عَنْ أَبِي سَعِيدٍ قَالَ قَالَ رَسُولُ اللَّهِ صَلَّى اللَّهُ عَلَيْهِ وَسَلَّمَ أَنَا سَيِّدُ وَلَدِ آدَمَ يَوْمَ الْقِيَامَةِ وَلَا فَخْرَ وَبِيَدِي لِوَاءُ الْحَمْدِ وَلَا فَخْرَ وَمَا مِنْ نَبِيٍّ يَوْمَئِذٍ آدَمُ فَمَنْ سِوَاهُ إِلَّا تَحْتَ لِوَائِي وَأَنَا أَوَّلُ مَنْ تَنْشَقُّ عَنْهُ الْأَرْضُ وَلَا فَخْرَ قَالَ أَبُو عِيسَى وَفِي الْحَدِيثِ قِصَّةٌ وَهَذَا حَدِيثٌ حَسَنٌ صَحِيحٌ

Dari Abu Nadhrah dari Abu Sa'id dia berkata, Rasulullah Shallallahu ‘alaihi wa sallam bersabda, "Saya adalah penghulu bani Adam pada hari kiamat, bukannya untuk membanggakan diri. Di tanganku terdapat bendera pujian, bukannya untuk membanggakan diri, dan tidak ada seorang Nabi pun pada hari itu, baik Adam maupun yang lain kecuali berada di bawah benderaku. Akulah orang yang pertama kali di bangkitkan (dari kubur) bukannya untuk membanggakan diri." Dan di dalam redaksi hadits terdapat kisah, Abu Isa berkata, "Hadits ini derajatnya hasan shahih. (HR. At-Tirmidzi no.3548)

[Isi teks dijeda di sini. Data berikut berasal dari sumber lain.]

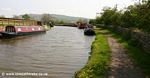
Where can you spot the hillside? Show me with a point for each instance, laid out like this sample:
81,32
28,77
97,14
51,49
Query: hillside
57,17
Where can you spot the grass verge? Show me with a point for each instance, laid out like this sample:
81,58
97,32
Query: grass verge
98,63
137,54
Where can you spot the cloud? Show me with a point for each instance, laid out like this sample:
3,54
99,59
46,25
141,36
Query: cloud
6,9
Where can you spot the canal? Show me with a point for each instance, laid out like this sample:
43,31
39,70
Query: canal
60,52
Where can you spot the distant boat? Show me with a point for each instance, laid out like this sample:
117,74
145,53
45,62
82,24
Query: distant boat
81,25
17,27
89,30
11,31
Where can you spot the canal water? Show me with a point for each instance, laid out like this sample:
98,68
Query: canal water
60,52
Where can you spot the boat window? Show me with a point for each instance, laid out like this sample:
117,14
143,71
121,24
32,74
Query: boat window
19,29
10,29
32,29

عَنْ أُبَيِّ بْنِ كَعْبٍ أَنَّ رَجُلًا اعْتَزَى بِعَزَاءِ الْجَاهِلِيَّةِ فَأَعَضَّهُ وَلَمْ يُكَنِّهِ فَنَظَرَ الْقَوْمُ إِلَيْهِ فَقَالَ لِلْقَوْمِ إِنِّي قَدْ أَرَى الَّذِي فِي أَنْفُسِكُمْ إِنِّي لَمْ أَسْتَطِعْ إِلَّا أَنْ أَقُولَ هَذَا إِنَّ رَسُولَ اللَّهِ صَلَّى اللَّهُ عَلَيْهِ وَسَلَّمَ أَمَرَنَا إِذَا سَمِعْتُمْ مَنْ يَعْتَزِي بِعَزَاءِ الْجَاهِلِيَّةِ فَأَعِضُّوهُ وَلَا تَكْنُوا

Dari Ubay bin Ka'b, bahwa ada seorang laki-laki membanggakan nasabnya seperti perbuatan orang-orang jahiliah, namun ia menahan dan tidak menyatakannya secara fulgar. Orang-orang pun memandang ke arahnya, maka laki-laki itu pun berkata, "Sesungguhnya aku bisa memahami apa yang ada pada kalian, dan tiada yang bisa saya lakukan kecuali ini, karena Rasulullah Shallallahu ‘alaihi wa sallam menyuruh kami, "Jika kalian mendengar seseorang membanggakan nasabnya seperti orang jahiliah, maka tahanlah dan jangan kalian tampakkan dengan fulgar." (HR. Ahmad no.20284).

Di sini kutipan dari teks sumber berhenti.